In his dissenting statement after the 3-2 vote, Commissioner Rohit Chopra questioned the “status quo approach” of examining only product overlap when reviewing pharma mergers. “Will the merger facilitate a capital structure that magnifies incentives to engage in anticompetitive conduct or abuse of intellectual property? Will the merger deter formation of biotechnology firms that fuel much of the industry's innovation?” he asked.
Similarly, Commissioner Rebecca Kelly Slaughter suggested that examining only drug-level overlap is “too narrow.”
RELATED: Bristol-Myers’ $74B Celgene buy wins antitrust nod in FTC party-line split vote
With the presidential election looming, drug pricing is only getting more attention. Will the FTC cave in to political pressure and expand its review scope? Probably not, at least for now, when Republicans hold three of the five commissioner seats.
In her counterargument, Commissioner Christine Wilson, a Republican, explained that, despite her own concerns about high-flying drug prices, many of the causes “fall outside the jurisdiction and legal authority” of the FTC.

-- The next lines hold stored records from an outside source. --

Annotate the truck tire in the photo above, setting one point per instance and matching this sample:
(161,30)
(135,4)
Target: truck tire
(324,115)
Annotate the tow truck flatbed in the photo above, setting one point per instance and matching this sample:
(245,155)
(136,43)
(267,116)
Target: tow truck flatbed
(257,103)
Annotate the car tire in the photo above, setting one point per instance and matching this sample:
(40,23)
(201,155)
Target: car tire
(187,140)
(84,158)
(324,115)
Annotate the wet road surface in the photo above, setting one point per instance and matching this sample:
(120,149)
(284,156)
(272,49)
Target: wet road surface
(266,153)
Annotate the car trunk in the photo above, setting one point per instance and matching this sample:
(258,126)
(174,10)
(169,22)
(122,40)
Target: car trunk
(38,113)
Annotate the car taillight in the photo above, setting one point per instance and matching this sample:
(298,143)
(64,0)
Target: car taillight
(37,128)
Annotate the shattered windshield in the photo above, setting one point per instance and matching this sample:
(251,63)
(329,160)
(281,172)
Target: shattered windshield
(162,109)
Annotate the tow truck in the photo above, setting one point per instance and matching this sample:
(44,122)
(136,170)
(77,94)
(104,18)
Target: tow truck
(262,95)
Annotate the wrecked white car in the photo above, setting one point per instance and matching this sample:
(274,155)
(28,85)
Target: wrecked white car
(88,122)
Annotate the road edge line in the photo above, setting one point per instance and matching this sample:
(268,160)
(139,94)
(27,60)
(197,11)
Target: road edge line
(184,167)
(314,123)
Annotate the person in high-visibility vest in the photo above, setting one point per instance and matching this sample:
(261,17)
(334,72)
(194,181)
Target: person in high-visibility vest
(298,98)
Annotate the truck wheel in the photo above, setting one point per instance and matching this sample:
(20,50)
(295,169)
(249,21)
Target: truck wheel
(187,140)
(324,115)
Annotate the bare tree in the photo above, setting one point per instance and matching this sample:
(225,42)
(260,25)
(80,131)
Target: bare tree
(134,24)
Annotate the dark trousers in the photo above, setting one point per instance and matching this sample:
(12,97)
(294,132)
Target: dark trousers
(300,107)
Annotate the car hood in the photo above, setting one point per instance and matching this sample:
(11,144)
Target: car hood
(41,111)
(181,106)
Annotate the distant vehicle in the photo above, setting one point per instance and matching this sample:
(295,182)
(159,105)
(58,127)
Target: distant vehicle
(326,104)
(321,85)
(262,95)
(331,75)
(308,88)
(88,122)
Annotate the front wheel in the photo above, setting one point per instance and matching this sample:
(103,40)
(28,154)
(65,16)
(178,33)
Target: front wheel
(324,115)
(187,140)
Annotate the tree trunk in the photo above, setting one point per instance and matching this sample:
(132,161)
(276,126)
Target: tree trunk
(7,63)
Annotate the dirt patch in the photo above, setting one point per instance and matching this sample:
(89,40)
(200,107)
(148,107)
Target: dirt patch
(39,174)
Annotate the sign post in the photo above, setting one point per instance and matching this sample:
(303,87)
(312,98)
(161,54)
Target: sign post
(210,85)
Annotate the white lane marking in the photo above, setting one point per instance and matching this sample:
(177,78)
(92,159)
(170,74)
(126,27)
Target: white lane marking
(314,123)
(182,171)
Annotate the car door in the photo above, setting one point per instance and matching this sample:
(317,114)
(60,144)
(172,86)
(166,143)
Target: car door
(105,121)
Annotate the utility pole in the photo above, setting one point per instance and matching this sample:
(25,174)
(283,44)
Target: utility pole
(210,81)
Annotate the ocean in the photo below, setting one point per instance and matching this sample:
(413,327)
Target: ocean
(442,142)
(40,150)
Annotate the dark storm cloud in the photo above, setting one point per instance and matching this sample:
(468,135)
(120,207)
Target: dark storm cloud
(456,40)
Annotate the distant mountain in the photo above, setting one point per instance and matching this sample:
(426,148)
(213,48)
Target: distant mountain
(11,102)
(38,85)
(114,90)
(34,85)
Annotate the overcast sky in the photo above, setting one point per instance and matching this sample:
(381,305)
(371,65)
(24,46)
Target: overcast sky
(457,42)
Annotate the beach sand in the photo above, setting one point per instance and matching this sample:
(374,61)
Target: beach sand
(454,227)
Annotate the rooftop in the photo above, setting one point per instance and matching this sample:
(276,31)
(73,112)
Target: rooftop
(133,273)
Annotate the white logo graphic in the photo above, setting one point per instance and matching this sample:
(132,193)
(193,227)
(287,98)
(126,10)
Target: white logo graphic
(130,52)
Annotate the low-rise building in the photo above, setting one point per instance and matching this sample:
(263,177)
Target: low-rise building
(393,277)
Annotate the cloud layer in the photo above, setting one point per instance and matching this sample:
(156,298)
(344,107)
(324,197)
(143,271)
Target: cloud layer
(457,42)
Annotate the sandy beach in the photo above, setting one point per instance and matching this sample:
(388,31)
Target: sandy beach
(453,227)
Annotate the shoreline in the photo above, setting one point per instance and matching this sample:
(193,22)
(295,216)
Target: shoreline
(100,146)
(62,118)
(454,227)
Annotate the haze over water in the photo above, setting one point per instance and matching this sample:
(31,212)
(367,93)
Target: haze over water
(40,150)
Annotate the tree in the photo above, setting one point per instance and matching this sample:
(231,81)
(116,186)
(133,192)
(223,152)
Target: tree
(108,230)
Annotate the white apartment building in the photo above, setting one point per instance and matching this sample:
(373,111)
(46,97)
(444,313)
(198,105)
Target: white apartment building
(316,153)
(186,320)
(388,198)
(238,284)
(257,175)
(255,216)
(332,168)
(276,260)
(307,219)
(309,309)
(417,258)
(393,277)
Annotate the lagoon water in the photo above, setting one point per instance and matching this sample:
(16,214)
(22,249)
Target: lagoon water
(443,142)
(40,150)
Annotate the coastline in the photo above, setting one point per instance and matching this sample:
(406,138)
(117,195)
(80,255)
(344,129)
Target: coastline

Commissioner Noah Joshua Phillips compared the logic of Chopra’s choke-off-innovation argument as “saying an individual defendant is guilty of a crime because there is too much of that crime in society.” He also defended the FTC’s current practice as following antitrust laws, which don’t “guard against other harms posed by mergers.”
Still, as Bristol-Myers’ case has indicated, even if the Democrats don't succeed in eventually blocking a merger, more delays in antitrust reviews should be expected for large pharma deals.